33.
Ra Rising
The numbers of the sun are many; its hours are infinite. Its names are names of things alive. What has form is a part of Ra. With my own eyes I saw him—a brilliant hawk flying into the risings and settings of suns. I tasted god like soup dripping from a ladle. I felt his grace like three lyres humming. Like a single thread that wraps itself around me, he becomes the whole cloth of my being. I am made lively as onions and olives. I walk at peace between lilies and stones.
The strident sun walks through a field of stars. The beautiful one sings in two halves of the sky. Old women sit in their doorways and sniff the breezes. The wind that moves the boats, moves them.
Ten thousand, thousand sticks of light have been raised against the darkness. When the demon falls, his beard is cut. His sinews are tom by the knife.

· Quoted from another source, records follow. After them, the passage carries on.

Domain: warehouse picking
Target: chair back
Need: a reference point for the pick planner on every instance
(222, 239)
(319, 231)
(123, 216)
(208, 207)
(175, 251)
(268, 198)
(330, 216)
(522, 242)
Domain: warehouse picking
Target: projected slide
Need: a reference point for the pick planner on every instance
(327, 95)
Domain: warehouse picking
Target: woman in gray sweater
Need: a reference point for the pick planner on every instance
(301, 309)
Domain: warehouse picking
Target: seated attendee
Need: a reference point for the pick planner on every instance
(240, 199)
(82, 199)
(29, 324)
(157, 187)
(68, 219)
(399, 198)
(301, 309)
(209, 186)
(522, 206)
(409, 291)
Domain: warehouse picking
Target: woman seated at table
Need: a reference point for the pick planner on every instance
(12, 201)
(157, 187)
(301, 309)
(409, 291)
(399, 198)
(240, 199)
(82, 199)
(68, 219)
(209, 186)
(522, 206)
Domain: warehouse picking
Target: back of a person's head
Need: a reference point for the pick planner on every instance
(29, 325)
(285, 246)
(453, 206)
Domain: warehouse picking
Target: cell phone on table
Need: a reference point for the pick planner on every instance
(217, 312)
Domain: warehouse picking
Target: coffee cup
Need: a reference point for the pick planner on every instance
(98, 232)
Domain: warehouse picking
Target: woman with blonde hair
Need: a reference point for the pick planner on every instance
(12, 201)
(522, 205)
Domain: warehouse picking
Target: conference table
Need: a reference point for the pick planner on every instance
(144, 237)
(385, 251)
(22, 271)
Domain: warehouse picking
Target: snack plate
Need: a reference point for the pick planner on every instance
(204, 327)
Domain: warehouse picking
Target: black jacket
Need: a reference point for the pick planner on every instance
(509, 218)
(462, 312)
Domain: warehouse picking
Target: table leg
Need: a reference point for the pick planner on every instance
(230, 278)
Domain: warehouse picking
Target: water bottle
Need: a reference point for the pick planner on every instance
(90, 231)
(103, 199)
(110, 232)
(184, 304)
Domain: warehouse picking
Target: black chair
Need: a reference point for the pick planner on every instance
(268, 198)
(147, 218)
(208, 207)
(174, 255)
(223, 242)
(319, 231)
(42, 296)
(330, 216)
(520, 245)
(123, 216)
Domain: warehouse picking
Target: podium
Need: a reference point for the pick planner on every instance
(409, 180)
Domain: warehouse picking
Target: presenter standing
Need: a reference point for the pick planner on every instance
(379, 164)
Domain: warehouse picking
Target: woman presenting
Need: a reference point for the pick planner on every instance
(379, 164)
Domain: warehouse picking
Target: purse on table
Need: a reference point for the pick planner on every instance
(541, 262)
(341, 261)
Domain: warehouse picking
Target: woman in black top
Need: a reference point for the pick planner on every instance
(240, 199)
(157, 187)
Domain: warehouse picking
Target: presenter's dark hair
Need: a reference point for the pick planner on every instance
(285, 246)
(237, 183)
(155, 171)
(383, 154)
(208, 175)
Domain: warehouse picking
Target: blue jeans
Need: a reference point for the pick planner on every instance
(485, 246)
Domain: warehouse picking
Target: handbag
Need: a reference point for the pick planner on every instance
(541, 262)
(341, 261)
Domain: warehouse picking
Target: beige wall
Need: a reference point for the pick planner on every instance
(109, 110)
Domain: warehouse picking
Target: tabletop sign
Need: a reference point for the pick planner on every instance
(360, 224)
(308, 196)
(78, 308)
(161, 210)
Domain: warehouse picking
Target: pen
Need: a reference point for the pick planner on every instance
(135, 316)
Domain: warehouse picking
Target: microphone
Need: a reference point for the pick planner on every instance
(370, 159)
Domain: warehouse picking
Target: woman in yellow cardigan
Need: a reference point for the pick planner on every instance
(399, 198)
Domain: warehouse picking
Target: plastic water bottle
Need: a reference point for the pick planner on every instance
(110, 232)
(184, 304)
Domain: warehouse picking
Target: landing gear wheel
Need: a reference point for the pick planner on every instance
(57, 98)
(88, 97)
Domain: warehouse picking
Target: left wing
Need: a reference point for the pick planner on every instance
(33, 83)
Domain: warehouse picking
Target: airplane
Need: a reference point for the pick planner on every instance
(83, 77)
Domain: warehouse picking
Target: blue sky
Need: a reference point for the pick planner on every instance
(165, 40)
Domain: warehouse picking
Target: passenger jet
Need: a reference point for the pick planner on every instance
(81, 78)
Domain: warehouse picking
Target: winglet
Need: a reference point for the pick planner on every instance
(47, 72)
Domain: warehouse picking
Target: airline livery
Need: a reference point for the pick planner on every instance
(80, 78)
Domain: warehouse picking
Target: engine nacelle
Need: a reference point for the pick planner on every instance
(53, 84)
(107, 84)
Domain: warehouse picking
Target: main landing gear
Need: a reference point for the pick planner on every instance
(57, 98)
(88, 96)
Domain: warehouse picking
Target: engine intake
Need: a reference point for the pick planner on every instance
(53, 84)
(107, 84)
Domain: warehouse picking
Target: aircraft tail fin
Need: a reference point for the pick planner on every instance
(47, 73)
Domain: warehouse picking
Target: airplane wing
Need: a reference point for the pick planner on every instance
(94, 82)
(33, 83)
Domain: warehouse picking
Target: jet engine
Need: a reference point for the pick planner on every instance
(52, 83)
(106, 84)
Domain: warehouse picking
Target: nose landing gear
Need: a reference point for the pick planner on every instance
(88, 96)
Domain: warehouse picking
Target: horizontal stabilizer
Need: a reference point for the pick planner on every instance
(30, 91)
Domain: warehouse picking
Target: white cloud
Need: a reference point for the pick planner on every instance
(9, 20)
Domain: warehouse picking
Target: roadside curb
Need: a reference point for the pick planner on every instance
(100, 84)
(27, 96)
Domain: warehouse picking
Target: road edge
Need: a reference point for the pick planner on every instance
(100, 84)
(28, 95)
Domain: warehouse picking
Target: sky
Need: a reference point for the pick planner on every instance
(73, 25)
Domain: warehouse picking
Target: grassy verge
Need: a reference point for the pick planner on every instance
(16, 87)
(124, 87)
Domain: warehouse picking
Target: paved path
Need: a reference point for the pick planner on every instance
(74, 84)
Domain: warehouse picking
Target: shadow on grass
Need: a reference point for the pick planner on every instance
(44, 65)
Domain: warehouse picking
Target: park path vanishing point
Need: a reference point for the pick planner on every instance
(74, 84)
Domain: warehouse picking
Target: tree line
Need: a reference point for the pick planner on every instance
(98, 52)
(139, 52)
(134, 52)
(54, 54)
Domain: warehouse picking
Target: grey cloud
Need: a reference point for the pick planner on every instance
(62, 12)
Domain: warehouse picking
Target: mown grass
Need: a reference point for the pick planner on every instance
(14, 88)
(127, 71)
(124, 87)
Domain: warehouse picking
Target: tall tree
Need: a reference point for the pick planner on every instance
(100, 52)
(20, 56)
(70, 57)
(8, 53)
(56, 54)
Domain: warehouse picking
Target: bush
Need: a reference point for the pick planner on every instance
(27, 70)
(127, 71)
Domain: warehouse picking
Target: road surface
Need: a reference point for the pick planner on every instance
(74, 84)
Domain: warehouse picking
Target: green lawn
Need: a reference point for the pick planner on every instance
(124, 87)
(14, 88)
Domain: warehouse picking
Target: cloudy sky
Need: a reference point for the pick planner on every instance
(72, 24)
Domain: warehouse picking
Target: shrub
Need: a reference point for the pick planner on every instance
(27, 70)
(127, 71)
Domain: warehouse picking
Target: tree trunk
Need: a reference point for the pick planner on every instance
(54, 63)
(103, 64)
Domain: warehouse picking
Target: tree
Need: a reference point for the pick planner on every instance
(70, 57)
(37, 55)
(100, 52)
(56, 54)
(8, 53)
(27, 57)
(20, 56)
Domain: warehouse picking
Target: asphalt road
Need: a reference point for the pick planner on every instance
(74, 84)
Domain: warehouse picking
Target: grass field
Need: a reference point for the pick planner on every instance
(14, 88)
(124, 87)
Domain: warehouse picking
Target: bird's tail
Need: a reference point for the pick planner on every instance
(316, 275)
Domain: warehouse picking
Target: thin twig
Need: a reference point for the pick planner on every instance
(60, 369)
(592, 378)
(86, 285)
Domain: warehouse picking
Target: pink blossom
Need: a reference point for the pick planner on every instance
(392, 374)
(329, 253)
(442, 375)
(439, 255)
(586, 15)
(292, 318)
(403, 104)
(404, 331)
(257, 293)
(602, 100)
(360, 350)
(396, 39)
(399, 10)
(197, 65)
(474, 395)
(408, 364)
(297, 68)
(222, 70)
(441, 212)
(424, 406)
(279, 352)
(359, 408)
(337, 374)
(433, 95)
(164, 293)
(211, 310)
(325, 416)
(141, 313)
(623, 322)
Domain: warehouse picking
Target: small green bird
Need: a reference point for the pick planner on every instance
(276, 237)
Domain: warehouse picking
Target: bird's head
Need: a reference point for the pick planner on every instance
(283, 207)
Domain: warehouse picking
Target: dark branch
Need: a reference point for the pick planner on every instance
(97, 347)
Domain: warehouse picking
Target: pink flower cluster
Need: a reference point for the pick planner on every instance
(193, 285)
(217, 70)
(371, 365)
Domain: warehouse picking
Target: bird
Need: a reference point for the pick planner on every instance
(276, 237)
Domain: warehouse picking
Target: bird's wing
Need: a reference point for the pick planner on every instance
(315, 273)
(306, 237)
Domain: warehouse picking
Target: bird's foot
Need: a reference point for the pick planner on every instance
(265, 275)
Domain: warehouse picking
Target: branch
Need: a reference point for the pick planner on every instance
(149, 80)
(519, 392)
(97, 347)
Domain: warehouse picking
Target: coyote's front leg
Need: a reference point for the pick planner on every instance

In this moment the silence of Egypt gathers between the mountains and at the depths of the river. Earth trembles, voiceless as the egg from which the new world rises. Ra is in the wind. He speaks when the earth is silent and he alone existed until he named the name of things. River, he said, and river lived. Mountain. Beetle. Fisherman. From his tongue spring words of water. The river quakes with the sound of his voice. The east wind is the air escaping from his nose. The west wind is a long sigh from his mother. I am fortified by their breathing. My heart bursts into light like a seed. Such things are made every day: duck, mandrake, raisin. Grape, pomegranate and melon. Cypress, palm, Osiris.